In [2]:
import os
import requests
import json
from typing import List
from dotenv import load_dotenv
from bs4 import BeautifulSoup
from IPython.display import Markdown, display, update_display
from openai import OpenAI

In [5]:
# Initialize and constants

load_dotenv(override=True)
api_key = os.getenv('OPENAI_API_KEY')

if api_key and api_key.startswith('sk-proj-') and len(api_key)>10:
    print("API key found")
else:
    print("No API found")
    
MODEL = 'gpt-4o-mini'
openai = OpenAI()

API key found


In [17]:
class Website:

    def __init__(self, url):
        """
        Create this Website object from the given url using the BeautifulSoup library
        """
        self.url = url
        response = requests.get(url, headers=headers)
        soup = BeautifulSoup(response.content, 'html.parser')
        self.title = soup.title.string if soup.title else "No title found"
        for irrelevant in soup.body(["script", "style", "img", "input"]):
            irrelevant.decompose()
        self.text = soup.body.get_text(separator="\n", strip=True)

In [35]:
url = "https://www.skysports.com/la-liga-table"
web = Website(url)
print(web.title)

Spanish La Liga Table


In [36]:
system_prompt = "You are an assistant that analyzes the table of football league of a website \
and provides a short summary, ignoring text that might be navigation related. \
Respond in markdown."

In [47]:
# User Prompt that asks for summaries of websites

def user_prompt_for(website):
    user_prompt = f"You are looking at a website titled {website.title}"
    user_prompt += "\nThe contents of this website is as follows; \
please provide a short summary of the table in markdown. \
Also provide whuch team are top four and which teams are in danger zone for relegation\
Which team scored the most, and which team score the least\
Which team conceded most goal, and conceded least goal\
After that analyze key insight of these data from given page\\n"
    user_prompt += website.text
    return user_prompt

In [48]:
def messages_for(website):
    return [
        {"role": "system", "content": system_prompt},
        {"role": "user", "content": user_prompt_for(website)}
    ]

In [49]:
messages_for(web)

[{'role': 'system',
  'content': 'You are an assistant that analyzes the table of football league of a website and provides a short summary, ignoring text that might be navigation related.

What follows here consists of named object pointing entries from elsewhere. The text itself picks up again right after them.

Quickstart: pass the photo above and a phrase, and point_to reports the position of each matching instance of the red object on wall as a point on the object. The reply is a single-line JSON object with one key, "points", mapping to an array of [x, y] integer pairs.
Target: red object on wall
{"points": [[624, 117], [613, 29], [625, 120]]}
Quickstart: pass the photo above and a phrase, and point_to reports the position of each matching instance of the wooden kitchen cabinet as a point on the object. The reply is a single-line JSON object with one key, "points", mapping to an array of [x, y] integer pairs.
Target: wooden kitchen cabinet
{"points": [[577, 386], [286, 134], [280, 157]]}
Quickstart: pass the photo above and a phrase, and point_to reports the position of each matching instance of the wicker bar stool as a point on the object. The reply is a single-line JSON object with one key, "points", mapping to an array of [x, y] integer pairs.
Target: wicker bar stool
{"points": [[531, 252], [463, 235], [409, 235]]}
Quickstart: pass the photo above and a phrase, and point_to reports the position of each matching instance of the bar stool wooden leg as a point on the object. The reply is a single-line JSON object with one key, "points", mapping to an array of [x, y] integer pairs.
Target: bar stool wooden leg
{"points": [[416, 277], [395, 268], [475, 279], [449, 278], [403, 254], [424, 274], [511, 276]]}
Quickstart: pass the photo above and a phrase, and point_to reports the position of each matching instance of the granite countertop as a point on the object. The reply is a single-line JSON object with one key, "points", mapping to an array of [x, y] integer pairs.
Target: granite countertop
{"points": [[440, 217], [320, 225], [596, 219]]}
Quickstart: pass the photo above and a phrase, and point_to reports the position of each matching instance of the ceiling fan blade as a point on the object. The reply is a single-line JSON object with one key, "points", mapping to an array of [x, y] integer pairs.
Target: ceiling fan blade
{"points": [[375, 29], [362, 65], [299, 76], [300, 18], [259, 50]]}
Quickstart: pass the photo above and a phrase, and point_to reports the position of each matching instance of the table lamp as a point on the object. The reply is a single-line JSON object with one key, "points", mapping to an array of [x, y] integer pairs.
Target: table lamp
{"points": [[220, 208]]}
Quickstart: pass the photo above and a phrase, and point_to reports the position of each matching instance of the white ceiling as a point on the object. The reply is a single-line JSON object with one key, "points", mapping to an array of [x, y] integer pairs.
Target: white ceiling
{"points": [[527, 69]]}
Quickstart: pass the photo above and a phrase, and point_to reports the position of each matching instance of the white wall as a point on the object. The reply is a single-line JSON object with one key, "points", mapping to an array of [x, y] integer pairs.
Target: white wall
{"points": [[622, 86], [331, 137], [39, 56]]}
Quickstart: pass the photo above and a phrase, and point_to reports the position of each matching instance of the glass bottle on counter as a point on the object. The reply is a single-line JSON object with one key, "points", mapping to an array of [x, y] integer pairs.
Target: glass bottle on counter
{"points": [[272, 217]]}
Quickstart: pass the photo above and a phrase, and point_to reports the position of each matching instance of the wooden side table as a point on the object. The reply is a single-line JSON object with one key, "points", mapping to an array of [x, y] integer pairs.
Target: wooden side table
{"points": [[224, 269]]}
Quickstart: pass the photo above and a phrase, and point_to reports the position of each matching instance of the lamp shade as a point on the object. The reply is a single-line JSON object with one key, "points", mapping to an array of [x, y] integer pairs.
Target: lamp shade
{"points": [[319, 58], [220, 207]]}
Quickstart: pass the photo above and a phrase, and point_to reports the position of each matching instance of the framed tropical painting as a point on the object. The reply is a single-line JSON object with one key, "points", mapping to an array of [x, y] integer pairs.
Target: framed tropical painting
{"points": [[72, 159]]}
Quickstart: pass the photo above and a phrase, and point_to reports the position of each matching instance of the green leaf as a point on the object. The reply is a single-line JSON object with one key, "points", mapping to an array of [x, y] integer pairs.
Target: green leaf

Respond in markdown.'},
 {'role': 'user',
  'content': "You are looking at a website titled Spanish La Liga Table\nThe contents of this website is as follows; please provide a short summary of the table in markdown. Also provide whuch team are top four and which teams are in danger zone for relegationWhich team scored the most, and which team score the leastWhich team conceded most goal, and conceded least goalAfter that analyze key insight of these data from given page\\nSkip to content\nHome\nSports\nFootball\nF1\nCricket\nRugby Union\nRugby League\nGolf\nBoxing\nNFL\nTennis\nRacing\nDarts\nNetball\nMMA\nMore Sports\nScores\nWatch\nSky Bet\nShop\nMore\nPodcasts\nLive on Sky\nGet Sky Sports\nSky Sports App\nNOW\nKick It Out\nBlack Lives Matter\nBritish South Asians in Football\nWatch Sky Sports\nFoo

In [50]:
# And now: call the OpenAI API. You will get very familiar with this!

def summarize(url):
    website = Website(url)
    response = openai.chat.completions.create(
        model = "gpt-4o-mini",
        messages = messages_for(website)
    )
    return response.choices[0].message.content

# A function to display this nicely in the Jupyter output, using markdown
# Call summarize(url)
def display_summary(url):
    summary = summarize(url)
    display(Markdown(summary))

In [51]:
display_summary(url)

# Spanish La Liga Table Summary

**Top Four Teams:**
1. Real Madrid
2. Atletico Madrid
3. Barcelona
4. Athletic Bilbao

**Relegation Zone Teams:**
18. Espanyol
19. Valencia
20. Real Valladolid

**Goals Analysis:**
- **Most Goals Scored:** Barcelona (59 Goals)
- **Least Goals Scored:** Real Valladolid (14 Goals)

**Goals Conceded Analysis:**
- **Most Goals Conceded:** Real Valladolid (42 Goals)
- **Least Goals Conceded:** Atletico Madrid (14 Goals)

## Key Insights:
- Real Madrid leads the table with a strong goal difference of +30, showcasing their offensive strength alongside a solid defense.
- Barcelona is the top-scoring team, indicating a potent attack, although they have conceded a relatively high number of goals (24).
- The relegation zone includes traditional teams like Valencia, who are struggling significantly with only 16 points and a goal difference of -16.
- Real Valladolid appears to be in dire straits, both in scoring and defense, making it difficult for them to escape relegation without drastic improvements.